The LTS incorporates a civic expression of democracy via the tri-partite structure that engages lay judges (albeit labor-relations experts) on an equal footing with the professional judge. The unique resolution system, in which mediation and adjudication closely interact, reflects Japan’s tradition of dispute resolution, challenging Western concepts of democratic ideas, e.g., “due process”. Thus, these aspects of the LTS, namely, the enactment process, civic participation structure and consensus-based adjudication, provide a litmus test of Japan's ongoing democratization process.

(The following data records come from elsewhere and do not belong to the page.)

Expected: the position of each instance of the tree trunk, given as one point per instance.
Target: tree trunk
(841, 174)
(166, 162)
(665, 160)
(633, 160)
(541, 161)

Moreover, the nine years that have passed since the LTA’s implementation in 2006, enable an initial assessment of the role the LTS plays in setting democratic norms and in encouraging democratic practices in other dispute resolution systems.

The deviation of the LTS from Western concepts of dispute resolution seems to constitute a step towards a new paradigm of the field. However, what does it tells us about the nature of Japan's "maturing democracy" (Harari 2012)? I consider the LTS not merely an effective tool to mediate labor-disputes without dealing too much with questions of justice, but an important step towards democratization.